Les taux d’obésité mondiaux ont fortement augmenté au cours des trois dernières décennies, entraînant des pics de diabète, d’arthrite et de maladies cardiaques. Plus nous comprenons les causes de l’obésité et comment la prévenir, mieux c’est.
Nous sommes intéressés par la compréhension de l’alimentation motivée par la récompense. Des expériences en laboratoire ont montré que les personnes obèses sont moins récompensées par la nourriture que les personnes maigres. Nous voulions savoir si cela était vrai lorsque les personnes se trouvaient dans un environnement plus naturel, c’est-à-dire lorsqu’elles vaquaient à leurs occupations quotidiennes.
Pour notre étude, nous avons développé une application pour smartphone afin d’enregistrer les modèles spontanés de désir et d’appréciation de la nourriture au fur et à mesure qu’ils se produisaient.
Les participants utilisaient l’application pour noter l’intensité (sur une échelle de 0 à 10) de leur désir de nourriture chaque fois que l’idée de manger leur venait à l’esprit, qu’ils mangent ensuite ou non.

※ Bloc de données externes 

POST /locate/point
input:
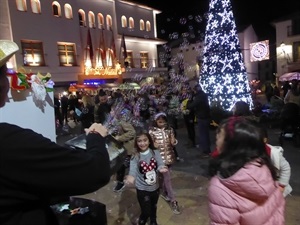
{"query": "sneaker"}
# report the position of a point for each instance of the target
(119, 187)
(175, 207)
(165, 197)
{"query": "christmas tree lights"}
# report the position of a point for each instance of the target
(223, 74)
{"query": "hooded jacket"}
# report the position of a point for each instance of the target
(249, 197)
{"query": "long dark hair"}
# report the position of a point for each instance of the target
(243, 143)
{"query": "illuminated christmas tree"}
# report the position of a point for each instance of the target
(223, 75)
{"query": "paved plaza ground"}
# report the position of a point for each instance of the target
(190, 185)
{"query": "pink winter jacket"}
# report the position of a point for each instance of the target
(249, 197)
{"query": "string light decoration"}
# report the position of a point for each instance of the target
(223, 74)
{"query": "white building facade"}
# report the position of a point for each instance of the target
(81, 40)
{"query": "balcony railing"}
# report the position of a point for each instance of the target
(141, 63)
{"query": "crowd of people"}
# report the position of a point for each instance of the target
(249, 177)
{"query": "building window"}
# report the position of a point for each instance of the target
(91, 16)
(67, 54)
(56, 10)
(21, 5)
(109, 22)
(100, 21)
(144, 59)
(142, 25)
(82, 20)
(33, 54)
(148, 26)
(129, 59)
(124, 21)
(36, 6)
(131, 23)
(68, 11)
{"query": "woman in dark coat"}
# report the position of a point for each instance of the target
(35, 172)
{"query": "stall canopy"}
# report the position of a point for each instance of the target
(290, 76)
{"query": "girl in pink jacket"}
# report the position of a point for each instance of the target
(244, 188)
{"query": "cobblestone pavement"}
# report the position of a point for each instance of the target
(190, 185)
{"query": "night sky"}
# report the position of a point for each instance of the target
(180, 17)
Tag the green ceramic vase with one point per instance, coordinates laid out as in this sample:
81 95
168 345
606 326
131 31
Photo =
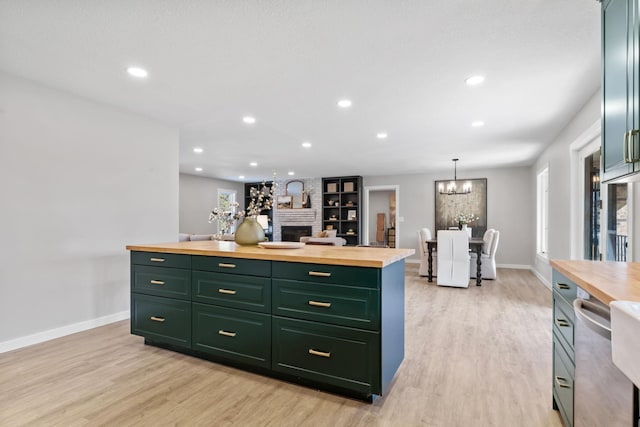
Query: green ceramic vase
249 232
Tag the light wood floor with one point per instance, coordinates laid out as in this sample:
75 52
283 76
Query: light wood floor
474 357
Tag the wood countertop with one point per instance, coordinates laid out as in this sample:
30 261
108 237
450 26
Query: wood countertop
606 280
314 254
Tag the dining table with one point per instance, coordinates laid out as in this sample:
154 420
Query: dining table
475 244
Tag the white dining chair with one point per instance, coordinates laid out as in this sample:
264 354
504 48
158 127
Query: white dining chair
453 258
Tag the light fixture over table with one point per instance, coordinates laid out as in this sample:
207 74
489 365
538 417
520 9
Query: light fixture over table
452 188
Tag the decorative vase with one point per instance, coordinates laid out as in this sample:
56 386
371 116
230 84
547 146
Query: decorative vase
249 232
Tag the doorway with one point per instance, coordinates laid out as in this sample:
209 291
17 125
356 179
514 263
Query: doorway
378 199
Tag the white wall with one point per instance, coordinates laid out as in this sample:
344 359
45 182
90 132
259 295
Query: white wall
557 157
198 197
510 208
79 181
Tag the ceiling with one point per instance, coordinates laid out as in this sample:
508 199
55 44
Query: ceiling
403 63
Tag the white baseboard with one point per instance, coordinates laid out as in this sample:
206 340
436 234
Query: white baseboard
61 332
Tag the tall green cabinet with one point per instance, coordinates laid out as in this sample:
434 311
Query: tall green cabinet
620 88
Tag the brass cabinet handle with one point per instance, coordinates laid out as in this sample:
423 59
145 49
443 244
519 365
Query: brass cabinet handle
319 274
225 265
320 304
632 157
319 353
562 382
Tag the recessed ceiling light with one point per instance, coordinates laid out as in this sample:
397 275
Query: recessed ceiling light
137 72
474 80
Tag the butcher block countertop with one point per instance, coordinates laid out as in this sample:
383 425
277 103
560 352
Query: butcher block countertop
314 254
606 280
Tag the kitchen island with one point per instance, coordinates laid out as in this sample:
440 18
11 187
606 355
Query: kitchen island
323 316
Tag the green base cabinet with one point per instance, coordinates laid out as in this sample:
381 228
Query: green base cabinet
340 328
564 292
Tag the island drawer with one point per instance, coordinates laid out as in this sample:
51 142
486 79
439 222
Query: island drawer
236 335
342 357
161 319
251 267
563 379
169 282
322 273
564 321
564 287
161 259
336 304
232 290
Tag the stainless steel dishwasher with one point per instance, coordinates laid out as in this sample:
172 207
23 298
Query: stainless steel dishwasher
603 396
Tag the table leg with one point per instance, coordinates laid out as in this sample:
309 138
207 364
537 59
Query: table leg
430 262
479 265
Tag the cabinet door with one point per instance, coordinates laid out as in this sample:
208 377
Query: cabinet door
615 61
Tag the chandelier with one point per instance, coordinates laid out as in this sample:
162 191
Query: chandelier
452 187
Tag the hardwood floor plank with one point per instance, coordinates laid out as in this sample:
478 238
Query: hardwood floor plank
479 356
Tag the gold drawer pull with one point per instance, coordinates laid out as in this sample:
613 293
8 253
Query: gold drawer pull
225 265
319 353
319 274
562 382
320 304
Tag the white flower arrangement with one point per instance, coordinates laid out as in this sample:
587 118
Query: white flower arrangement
465 219
226 218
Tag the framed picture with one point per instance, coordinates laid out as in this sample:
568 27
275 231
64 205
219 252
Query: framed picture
284 202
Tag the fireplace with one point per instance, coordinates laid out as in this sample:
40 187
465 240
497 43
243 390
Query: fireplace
293 233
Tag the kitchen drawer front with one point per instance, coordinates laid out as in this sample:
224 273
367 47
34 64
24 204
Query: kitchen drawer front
169 282
250 267
334 355
161 319
564 321
161 259
333 274
237 335
232 290
335 304
563 380
565 287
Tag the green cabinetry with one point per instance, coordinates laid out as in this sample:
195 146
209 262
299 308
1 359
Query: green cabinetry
335 327
564 292
620 88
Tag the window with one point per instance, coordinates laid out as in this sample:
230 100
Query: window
542 228
226 200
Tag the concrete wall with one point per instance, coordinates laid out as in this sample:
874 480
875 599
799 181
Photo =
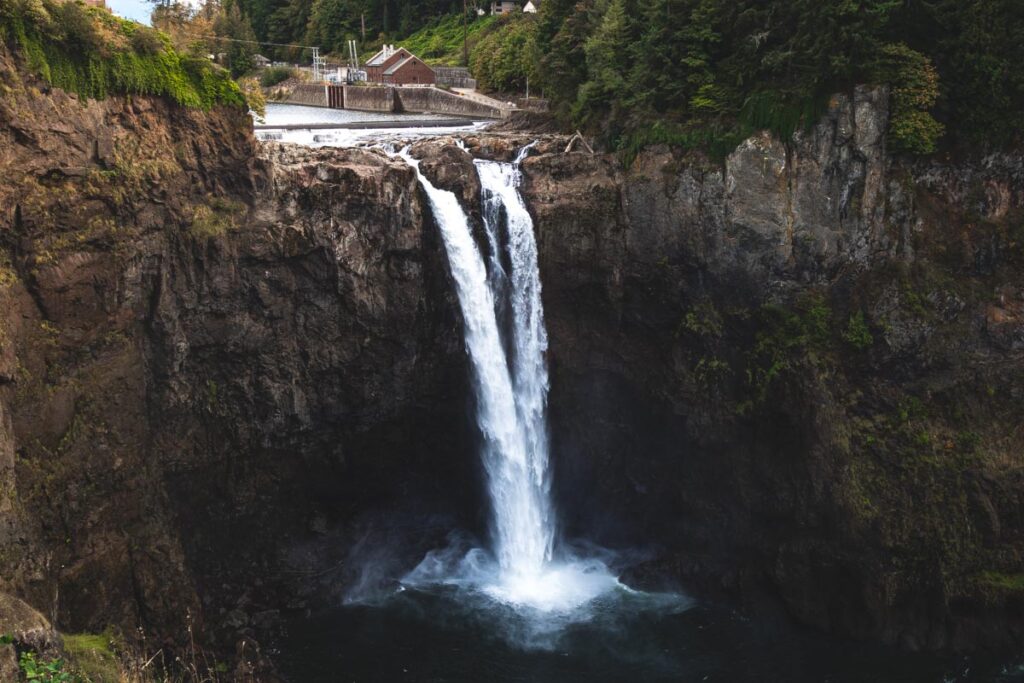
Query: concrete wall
368 98
309 94
439 101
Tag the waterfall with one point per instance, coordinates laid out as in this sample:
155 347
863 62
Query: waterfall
507 342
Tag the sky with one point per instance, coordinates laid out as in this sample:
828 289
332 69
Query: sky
131 9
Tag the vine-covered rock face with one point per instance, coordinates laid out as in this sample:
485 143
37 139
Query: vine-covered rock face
231 377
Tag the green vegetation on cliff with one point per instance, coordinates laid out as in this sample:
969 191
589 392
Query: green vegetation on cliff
92 53
696 71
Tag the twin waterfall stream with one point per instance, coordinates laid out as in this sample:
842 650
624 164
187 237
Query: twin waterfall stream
500 297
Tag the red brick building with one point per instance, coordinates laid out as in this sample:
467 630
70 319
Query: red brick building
410 71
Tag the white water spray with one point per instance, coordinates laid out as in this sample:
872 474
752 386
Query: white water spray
511 388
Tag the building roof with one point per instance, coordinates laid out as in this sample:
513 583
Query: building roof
398 65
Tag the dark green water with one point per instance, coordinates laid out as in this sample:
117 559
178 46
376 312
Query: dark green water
444 637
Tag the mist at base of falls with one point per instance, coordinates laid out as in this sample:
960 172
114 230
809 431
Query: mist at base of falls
500 297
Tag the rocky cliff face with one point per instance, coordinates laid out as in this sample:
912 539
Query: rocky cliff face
216 363
797 373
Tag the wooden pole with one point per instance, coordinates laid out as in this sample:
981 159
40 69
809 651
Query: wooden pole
465 36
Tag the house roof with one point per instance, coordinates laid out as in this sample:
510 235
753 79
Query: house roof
382 57
396 67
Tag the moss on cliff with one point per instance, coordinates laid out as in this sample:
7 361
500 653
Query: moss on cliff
90 52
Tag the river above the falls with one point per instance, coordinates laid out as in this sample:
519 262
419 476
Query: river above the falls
297 115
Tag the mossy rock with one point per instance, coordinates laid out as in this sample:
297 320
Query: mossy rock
94 655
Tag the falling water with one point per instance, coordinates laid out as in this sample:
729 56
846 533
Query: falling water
511 387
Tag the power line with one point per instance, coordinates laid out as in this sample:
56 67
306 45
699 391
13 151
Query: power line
251 42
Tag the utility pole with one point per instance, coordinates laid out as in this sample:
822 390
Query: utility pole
465 35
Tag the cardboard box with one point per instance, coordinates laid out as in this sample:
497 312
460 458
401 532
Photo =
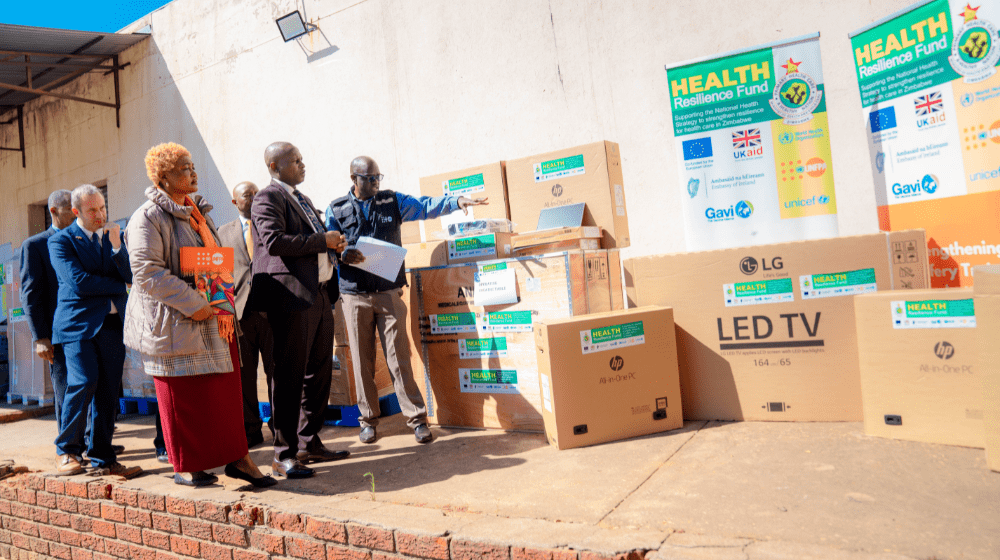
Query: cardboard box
548 287
475 182
768 332
608 376
590 173
918 351
490 246
987 301
423 255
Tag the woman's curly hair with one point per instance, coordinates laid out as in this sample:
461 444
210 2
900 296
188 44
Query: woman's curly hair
162 158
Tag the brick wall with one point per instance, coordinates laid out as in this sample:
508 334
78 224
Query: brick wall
71 519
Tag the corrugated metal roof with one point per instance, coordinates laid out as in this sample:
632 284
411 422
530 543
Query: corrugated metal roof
51 46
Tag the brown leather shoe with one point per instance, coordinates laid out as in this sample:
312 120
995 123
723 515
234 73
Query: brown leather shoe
68 465
321 455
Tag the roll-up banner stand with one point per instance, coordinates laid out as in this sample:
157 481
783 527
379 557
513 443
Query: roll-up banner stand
754 146
931 98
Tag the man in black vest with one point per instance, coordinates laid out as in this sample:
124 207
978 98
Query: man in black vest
371 302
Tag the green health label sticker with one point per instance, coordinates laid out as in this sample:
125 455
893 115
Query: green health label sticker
476 246
554 169
453 323
615 336
471 348
836 284
507 321
464 185
761 291
488 381
933 314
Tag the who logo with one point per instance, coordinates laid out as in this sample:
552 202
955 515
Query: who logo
944 350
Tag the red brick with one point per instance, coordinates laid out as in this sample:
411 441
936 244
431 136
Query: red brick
285 521
45 499
370 537
423 547
168 523
334 552
151 501
55 486
81 523
470 550
67 503
306 549
60 551
125 497
112 512
70 538
216 552
181 506
271 544
326 530
213 512
91 542
129 533
104 528
156 539
229 534
185 546
76 489
59 518
138 517
99 491
249 555
87 507
197 529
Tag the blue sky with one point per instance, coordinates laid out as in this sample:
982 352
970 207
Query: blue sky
94 15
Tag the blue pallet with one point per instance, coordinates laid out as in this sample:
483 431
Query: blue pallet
133 405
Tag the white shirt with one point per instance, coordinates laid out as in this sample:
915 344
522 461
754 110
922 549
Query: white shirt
326 268
100 237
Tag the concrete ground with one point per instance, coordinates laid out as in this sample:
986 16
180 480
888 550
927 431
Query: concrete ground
708 491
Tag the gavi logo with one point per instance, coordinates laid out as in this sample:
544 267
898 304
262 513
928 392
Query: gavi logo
928 184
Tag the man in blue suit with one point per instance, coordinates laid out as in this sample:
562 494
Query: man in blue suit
92 265
39 293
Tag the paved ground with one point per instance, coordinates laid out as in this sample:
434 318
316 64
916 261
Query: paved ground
709 491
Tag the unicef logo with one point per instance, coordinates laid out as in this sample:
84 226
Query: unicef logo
744 209
929 184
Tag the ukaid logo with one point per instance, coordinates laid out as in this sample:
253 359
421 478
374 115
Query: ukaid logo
742 209
747 144
928 184
929 109
974 50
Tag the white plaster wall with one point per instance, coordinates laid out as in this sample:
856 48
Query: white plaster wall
423 86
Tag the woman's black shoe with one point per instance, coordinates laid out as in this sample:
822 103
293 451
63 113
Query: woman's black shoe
262 482
198 478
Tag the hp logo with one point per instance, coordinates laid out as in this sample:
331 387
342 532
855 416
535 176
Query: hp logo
944 350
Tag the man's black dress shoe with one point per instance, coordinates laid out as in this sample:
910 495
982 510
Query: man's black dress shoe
321 455
291 468
262 482
368 434
199 478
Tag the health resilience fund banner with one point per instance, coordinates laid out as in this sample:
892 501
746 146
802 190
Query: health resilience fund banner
754 146
931 96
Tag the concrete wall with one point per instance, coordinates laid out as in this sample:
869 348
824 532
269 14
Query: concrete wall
423 86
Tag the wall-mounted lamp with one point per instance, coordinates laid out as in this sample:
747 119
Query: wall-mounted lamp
292 26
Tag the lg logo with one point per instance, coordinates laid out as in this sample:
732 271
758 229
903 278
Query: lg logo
944 350
749 265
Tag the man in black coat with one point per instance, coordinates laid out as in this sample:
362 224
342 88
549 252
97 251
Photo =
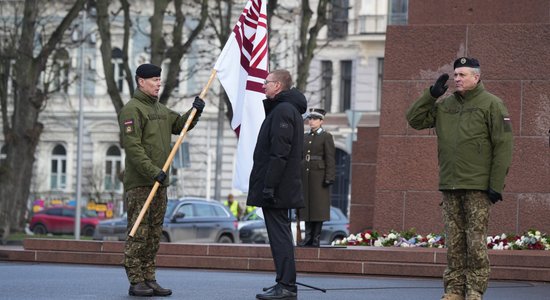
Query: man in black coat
275 180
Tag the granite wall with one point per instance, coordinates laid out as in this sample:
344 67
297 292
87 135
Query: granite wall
511 39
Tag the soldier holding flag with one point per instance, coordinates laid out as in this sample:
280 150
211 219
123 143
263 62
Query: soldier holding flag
146 126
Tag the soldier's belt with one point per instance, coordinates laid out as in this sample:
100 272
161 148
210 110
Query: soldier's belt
313 157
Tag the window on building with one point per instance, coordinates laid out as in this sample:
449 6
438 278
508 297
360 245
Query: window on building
326 84
373 17
399 12
113 167
345 84
338 23
58 175
380 81
118 68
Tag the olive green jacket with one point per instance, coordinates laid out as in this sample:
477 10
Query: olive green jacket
146 128
474 137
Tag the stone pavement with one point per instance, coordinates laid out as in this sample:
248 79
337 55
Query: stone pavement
23 280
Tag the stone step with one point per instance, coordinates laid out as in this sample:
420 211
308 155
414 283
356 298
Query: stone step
529 265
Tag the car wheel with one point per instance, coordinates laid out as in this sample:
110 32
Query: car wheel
88 231
40 229
224 239
337 238
164 238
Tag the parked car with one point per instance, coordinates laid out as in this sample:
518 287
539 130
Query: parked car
60 220
252 227
186 220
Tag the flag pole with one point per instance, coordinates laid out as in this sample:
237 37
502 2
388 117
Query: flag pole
171 156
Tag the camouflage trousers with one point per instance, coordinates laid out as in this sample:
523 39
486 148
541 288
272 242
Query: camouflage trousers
140 250
466 217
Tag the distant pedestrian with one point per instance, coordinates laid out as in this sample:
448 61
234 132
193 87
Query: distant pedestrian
233 206
474 138
146 126
318 173
275 180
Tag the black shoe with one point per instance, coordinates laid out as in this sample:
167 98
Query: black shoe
157 289
279 293
140 289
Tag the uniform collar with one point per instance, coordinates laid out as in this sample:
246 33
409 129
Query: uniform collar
318 131
141 96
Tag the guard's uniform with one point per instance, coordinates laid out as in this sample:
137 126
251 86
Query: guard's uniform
146 127
475 150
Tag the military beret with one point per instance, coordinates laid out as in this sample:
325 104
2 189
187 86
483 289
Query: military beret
148 71
316 113
466 62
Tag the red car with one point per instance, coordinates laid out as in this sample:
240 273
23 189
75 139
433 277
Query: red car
60 220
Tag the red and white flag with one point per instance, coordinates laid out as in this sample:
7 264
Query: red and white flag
242 68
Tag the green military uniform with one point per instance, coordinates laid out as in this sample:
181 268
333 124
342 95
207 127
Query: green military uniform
475 150
146 127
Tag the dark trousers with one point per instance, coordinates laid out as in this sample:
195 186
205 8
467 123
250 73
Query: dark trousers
277 223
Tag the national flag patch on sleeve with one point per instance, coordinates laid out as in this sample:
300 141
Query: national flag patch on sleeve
129 126
507 124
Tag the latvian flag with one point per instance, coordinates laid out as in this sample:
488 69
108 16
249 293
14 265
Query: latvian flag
242 68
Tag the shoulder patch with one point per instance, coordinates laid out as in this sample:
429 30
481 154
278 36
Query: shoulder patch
129 126
507 124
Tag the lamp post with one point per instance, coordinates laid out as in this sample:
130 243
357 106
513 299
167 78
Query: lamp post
80 128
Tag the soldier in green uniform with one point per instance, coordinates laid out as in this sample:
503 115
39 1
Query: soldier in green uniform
318 172
474 136
146 126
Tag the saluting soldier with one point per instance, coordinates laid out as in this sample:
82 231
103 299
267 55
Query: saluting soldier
317 177
474 141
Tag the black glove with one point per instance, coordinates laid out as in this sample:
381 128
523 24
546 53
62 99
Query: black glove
439 88
328 183
269 195
160 177
494 196
199 104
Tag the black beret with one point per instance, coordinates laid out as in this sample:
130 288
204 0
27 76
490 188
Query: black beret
316 113
466 62
148 71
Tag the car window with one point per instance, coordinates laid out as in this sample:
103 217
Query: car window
186 209
219 211
54 211
203 210
68 213
334 215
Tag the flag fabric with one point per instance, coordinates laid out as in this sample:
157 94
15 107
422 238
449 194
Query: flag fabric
242 68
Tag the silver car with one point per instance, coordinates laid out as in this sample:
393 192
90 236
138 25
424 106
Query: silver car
195 220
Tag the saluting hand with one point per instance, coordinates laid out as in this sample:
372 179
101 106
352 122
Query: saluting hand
439 88
199 104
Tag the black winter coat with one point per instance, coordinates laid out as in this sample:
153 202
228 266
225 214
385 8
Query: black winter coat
278 152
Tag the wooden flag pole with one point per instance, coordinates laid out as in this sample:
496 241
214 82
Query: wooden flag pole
171 156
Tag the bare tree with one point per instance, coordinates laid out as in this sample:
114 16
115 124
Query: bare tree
165 46
24 54
308 39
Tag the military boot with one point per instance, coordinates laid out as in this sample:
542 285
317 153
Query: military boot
307 240
473 295
157 289
140 289
316 234
447 296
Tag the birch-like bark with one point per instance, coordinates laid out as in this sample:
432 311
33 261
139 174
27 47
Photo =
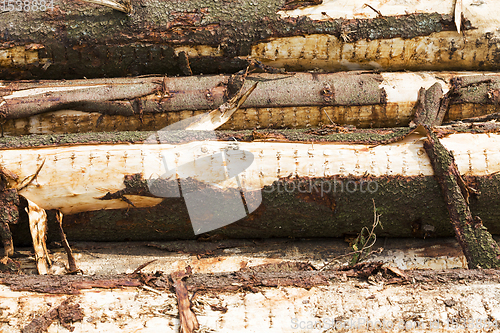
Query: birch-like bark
76 40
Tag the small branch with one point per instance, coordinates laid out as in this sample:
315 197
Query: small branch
38 228
188 320
479 247
458 14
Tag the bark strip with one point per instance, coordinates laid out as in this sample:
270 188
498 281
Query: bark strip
479 247
74 40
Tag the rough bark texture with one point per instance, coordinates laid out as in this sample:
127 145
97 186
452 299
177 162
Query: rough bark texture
410 207
479 247
295 100
325 134
74 40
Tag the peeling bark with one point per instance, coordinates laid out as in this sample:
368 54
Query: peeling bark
479 247
294 100
74 40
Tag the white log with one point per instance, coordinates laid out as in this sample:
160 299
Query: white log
73 178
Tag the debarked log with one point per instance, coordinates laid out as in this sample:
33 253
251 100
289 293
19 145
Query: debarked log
294 183
292 100
76 40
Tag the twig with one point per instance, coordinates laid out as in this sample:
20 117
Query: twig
376 222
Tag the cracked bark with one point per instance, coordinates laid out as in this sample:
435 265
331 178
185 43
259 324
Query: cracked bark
76 40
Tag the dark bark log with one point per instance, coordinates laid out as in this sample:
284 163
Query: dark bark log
74 40
297 100
410 207
479 247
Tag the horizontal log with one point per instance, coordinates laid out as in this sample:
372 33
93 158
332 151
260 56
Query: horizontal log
76 40
263 308
295 100
309 184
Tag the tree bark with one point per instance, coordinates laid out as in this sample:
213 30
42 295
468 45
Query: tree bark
299 198
294 100
76 40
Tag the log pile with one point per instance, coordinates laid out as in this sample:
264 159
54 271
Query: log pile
114 116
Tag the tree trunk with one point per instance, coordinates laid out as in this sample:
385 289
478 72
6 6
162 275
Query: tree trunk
77 39
312 183
297 100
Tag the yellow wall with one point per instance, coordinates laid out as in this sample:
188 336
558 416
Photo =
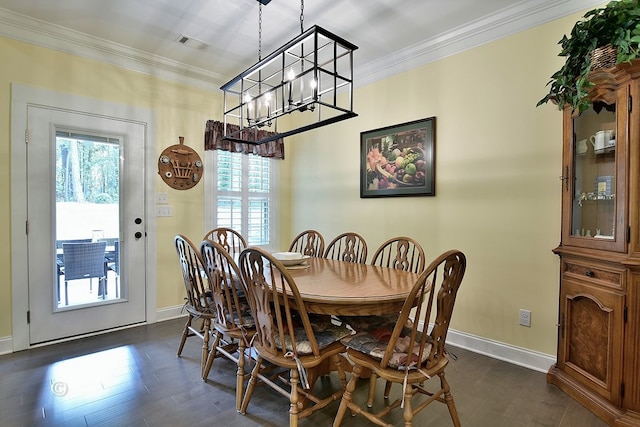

S’ils mangeaient, ils évaluaient l’intensité de leur envie de nourriture (sur une échelle de 0 à 10), immédiatement après avoir mangé. L’application a également enregistré l’heure à laquelle les participants ont mangé et le temps qu’ils ont mis à manger.
Les participants ont utilisé l’appli en continu pendant deux semaines. Ils ont également rempli un questionnaire sur leurs envies de manger et leurs attitudes face à la nourriture, et se sont fait prendre diverses mesures (comme la taille, le poids et la composition corporelle).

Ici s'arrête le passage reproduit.